(23c) Opencrystaldata: An Open-Access Crystal Image Database for Enabling the Image-Based Analysis of Crystallization Systems | AIChE

(23c) Opencrystaldata: An Open-Access Crystal Image Database for Enabling the Image-Based Analysis of Crystallization Systems


Salami, H., Georgia Institute of Technology
Boyle, C., CMAC/Univeristy of Strathclyde
Bommarius, A., Georgia Institute of Technology
Nagy, Z., Purdue
Cardona, J., University of Strathclyde
Rousseau, R., Georgia Institute of Technology
Grover, M., Georgia Tech
Imaging-based process analytical technologies (PAT) have become critical tools for rapid crystallization process development and design owing to their ability to provide a wide range of insights, including tracking different crystallization mechanisms, real-time process monitoring, and in-situ particle size and shape characterization. As a result, attention towards developing and implementing various image analysis methods, including machine learning/artificial intelligence (ML/AI)-based approaches, to extract qualitative and quantitative information from image data has increased.
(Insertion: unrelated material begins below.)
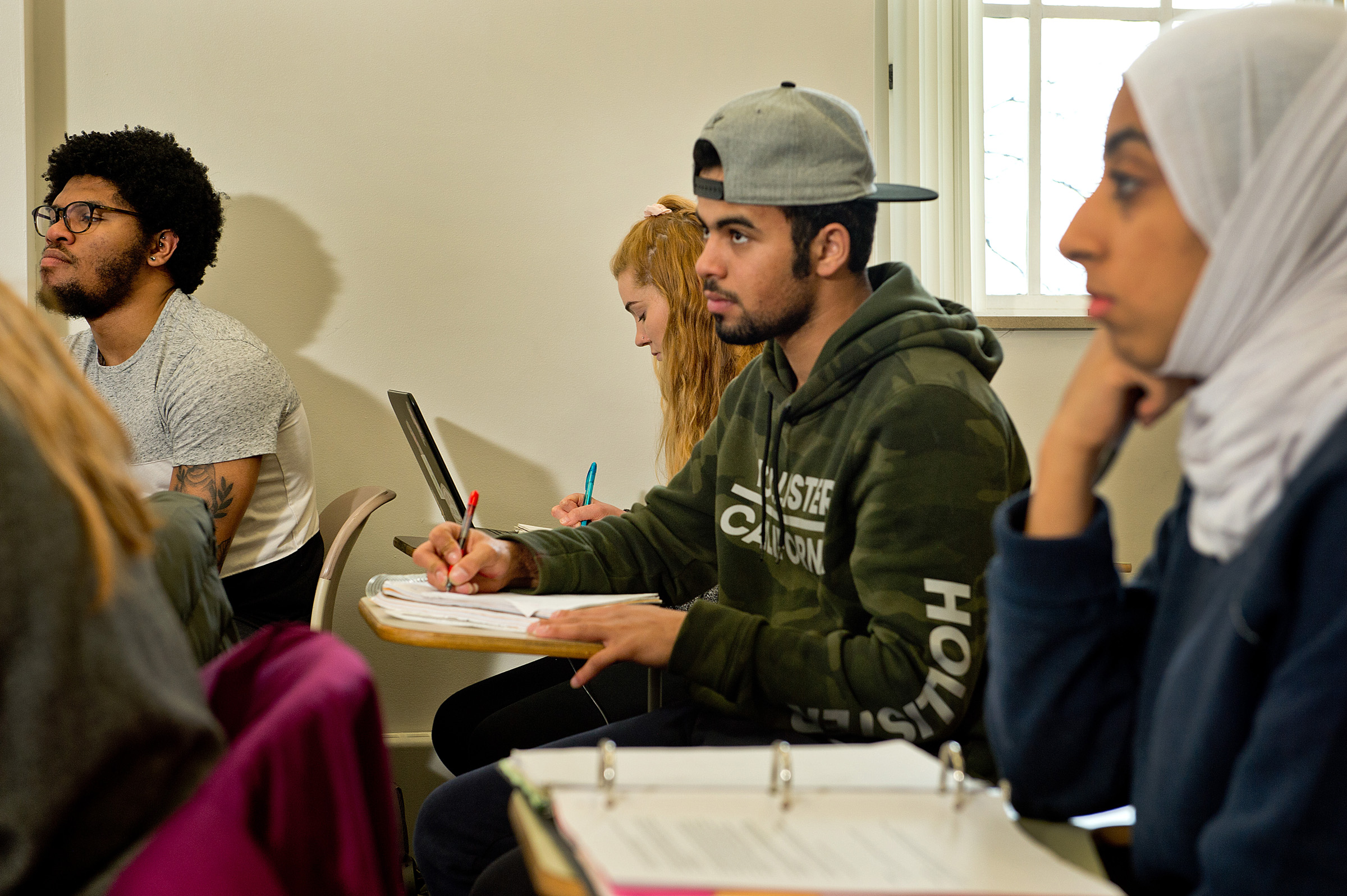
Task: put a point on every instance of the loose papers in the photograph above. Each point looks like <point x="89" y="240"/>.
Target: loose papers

However, a major roadblock against developing and evaluating novel image analysis models for crystallization processes is the lack of diverse, high-quality, and publicly available particle image datasets.
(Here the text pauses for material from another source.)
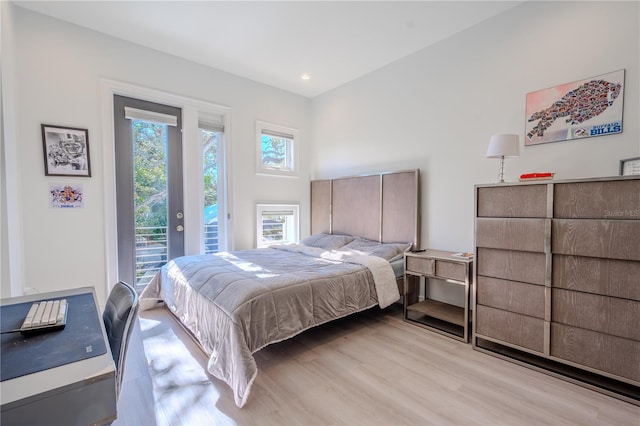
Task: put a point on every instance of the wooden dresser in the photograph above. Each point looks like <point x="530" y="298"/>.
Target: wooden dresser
<point x="558" y="279"/>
In this work, we present OpenCrystalData, an initiative to create an open-access database containing annotated image datasets from different crystallization systems with different particle sizes and shapes captured under various crystallization conditions. In the current version, the database consists of three different image datasets, addressing various applications in the crystallization process, including estimation of particle size distribution using in-situ images for different categories of particles and detection of anomalous particles for process monitoring purposes. These applications cover different image analysis tasks, including object detection, object classification, and instance segmentation. These applications enable the development and testing of new algorithms, comparing different image analysis approaches, and validating existing models. The images are collected using in-situ particle video microscopy followed by case-specific processing steps, such as ground-truth labeling and particle size characterization using offline microscopy.

The open-access database will be released on the user-friendly online collaborative platform Kaggle, along with problem-specific guidelines for each dataset. We hope for OpenCrystalData to facilitate and inspire new developments in the area of imaging-based PAT for crystallization processes.